9. The computing system of claim 1, wherein the score may be determined by a segmentation network, the segmentation network to classify each pixel in a trajectory from the plurality of trajectories as one of congested or uncongested.

10. The computing system of claim 1, wherein a congested classification corresponds to when the score exceeds a density threshold.

11. A non-transitory computer readable storage medium storing instructions that, when executed by at least one processor of a computing system, causes the computing system to:

segment a length of video data into a plurality of temporal segments,

determine a set of optical flow fields for each of the plurality of temporal segments,

extract a plurality of trajectories from each optical flow field of the set of optical flow fields,

convert the plurality of trajectories into a training set of oscillatory images by projecting the plurality of trajectories onto a two-dimensional (2D) plane,

analyze the training set of oscillatory images to determine a score for each of the plurality of trajectories, the score indicating a degree of congestion,

generate a score map to classify whether a geographic region of a temporal segment is congested, and

graphically representing at least one classification to visually specify a level of congestion for the geographic region.

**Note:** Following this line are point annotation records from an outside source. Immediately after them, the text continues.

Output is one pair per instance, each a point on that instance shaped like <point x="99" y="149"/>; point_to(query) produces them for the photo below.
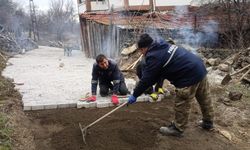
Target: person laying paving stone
<point x="110" y="78"/>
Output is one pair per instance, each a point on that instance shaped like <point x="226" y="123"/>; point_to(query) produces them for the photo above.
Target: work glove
<point x="131" y="99"/>
<point x="89" y="99"/>
<point x="114" y="99"/>
<point x="160" y="91"/>
<point x="154" y="96"/>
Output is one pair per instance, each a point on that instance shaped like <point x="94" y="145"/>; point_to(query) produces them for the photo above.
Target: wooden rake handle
<point x="104" y="116"/>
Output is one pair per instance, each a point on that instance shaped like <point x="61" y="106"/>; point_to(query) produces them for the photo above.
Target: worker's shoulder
<point x="112" y="62"/>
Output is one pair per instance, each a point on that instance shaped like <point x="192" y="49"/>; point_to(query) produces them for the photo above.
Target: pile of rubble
<point x="8" y="43"/>
<point x="236" y="65"/>
<point x="58" y="44"/>
<point x="27" y="43"/>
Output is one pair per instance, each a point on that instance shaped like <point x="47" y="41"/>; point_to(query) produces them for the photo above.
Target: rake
<point x="84" y="130"/>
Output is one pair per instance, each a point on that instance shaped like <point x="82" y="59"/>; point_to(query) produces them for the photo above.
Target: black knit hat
<point x="144" y="41"/>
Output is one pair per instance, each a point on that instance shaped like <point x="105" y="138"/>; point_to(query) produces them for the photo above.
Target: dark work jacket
<point x="112" y="74"/>
<point x="182" y="70"/>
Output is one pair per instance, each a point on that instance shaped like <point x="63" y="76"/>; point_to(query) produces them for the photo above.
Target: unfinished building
<point x="108" y="26"/>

12. The non-transitory computer readable storage medium of claim 11, wherein the instructions, when executed by the at least one processor, further enables the computing system to:

train a long short term memory model to predict future congestion.

13. The non-transitory computer readable storage medium of claim 11, wherein the instructions, when executed by the at least one processor, further enables the computing system to:

provide a visualization of congestion in an interactive dashboard in real-time.

14. The non-transitory computer readable storage medium of claim 11, wherein each of the plurality of temporal segments includes a fixed size, the fixed size defined by a number of frames of the video data.

15. The non-transitory computer readable storage medium of claim 11, wherein each oscillatory image from the training set of oscillatory images is a binary image.

16. The non-transitory computer readable storage medium of claim 11, wherein the instructions, when executed by the at least one processor, further enables the computing system to:

calculate an optical flow field between every two consecutive frames of each temporal segment.

17. The non-transitory computer readable storage medium of claim 11, wherein extracting the plurality of trajectories from each optical flow field further comprises concatenating an initial point in a first frame of a temporal segment with a corresponding point in a second frame of the temporal segment.

18. The non-transitory computer readable storage medium of claim 11, wherein the instructions, when executed by the at least one processor, further enables the computing system to:

select the geographic region of a temporal segment,

generate a time series list of geographic regions from the plurality of temporal segments, and

feed the time series list of geographic regions to a long short-term memory model.

19. The non-transitory computer readable storage medium of claim 11, wherein the score may be determined by a segmentation network, the segmentation network to classify each pixel in a trajectory as one of congested or uncongested.

20. The non-transitory computer readable storage medium of claim 11, wherein a congested classification corresponds to when the score exceeds a density threshold.